Body Weight Support Return to Running in a Patient with Musculoskeletal Hip Pathology: A Case Study

Sarah Nicole Rivard, Mark Donald Bishop

Abstract


Background and Purpose:  Tendonosis is a weakened tendon, as can occur after prolonged running injuries, making return to running difficult. Stressing the tendon enough to remodel to become stronger, but not create further damage is a delicate balance. The purpose of this case study is to demonstrate how a body weight support device commonly used for patient with neurological conditions could have benefits to an orthopedic population as well. Measures/Intervention: A 24 year old female with right hip illopsoas tendonosis and labral damage presented with return to running goals. The patient presented with groin and sacroiliac pain, poor right gluteus medius neuromuscular control and decreased strength, fear of pain associated with running of 6/10 and increase in pain within 30 seconds of running.

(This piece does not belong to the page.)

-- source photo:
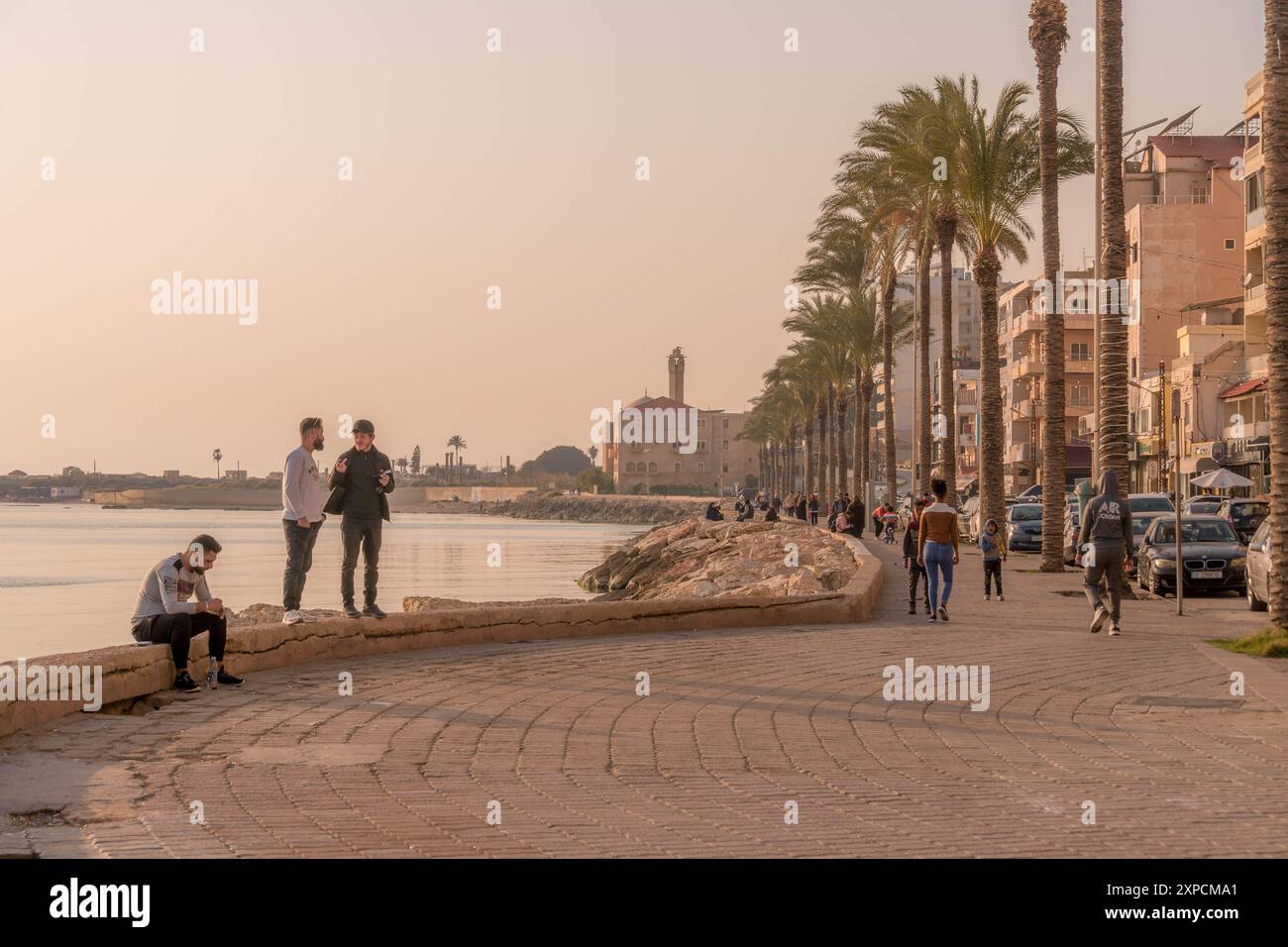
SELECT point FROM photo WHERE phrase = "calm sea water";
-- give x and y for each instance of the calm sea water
(69, 575)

The patient participated in 27 session of progressive body weight support running over 13 weeks. Outcomes:  The patient was able to run for 31 minutes 29 seconds prior to increase in symptoms, she returned to her running group 1x/week, fear of pain decreased to 1/10, right gluteus medius strength improved to 98% of that of the left and neuromuscular control improved. Midpoint to final Lower Extremity Functional Scale score improved by 7 points which is just shy of a clinically meaningful change. Gait analysis revealed decreased stride length. Conclusion and Clinical Relevance: This intervention may be beneficial to orthopedic populations for task specific progressive loading of soft tissue to withstand forces, task specific neuromuscular re-education, fear avoidance model exposure to tasks, and progressive training. This intervention would fit within standard physical therapy addressing impairment based exercises and manual interventions. More study is needed using body weight support devices in orthopedic rehabilitation goals.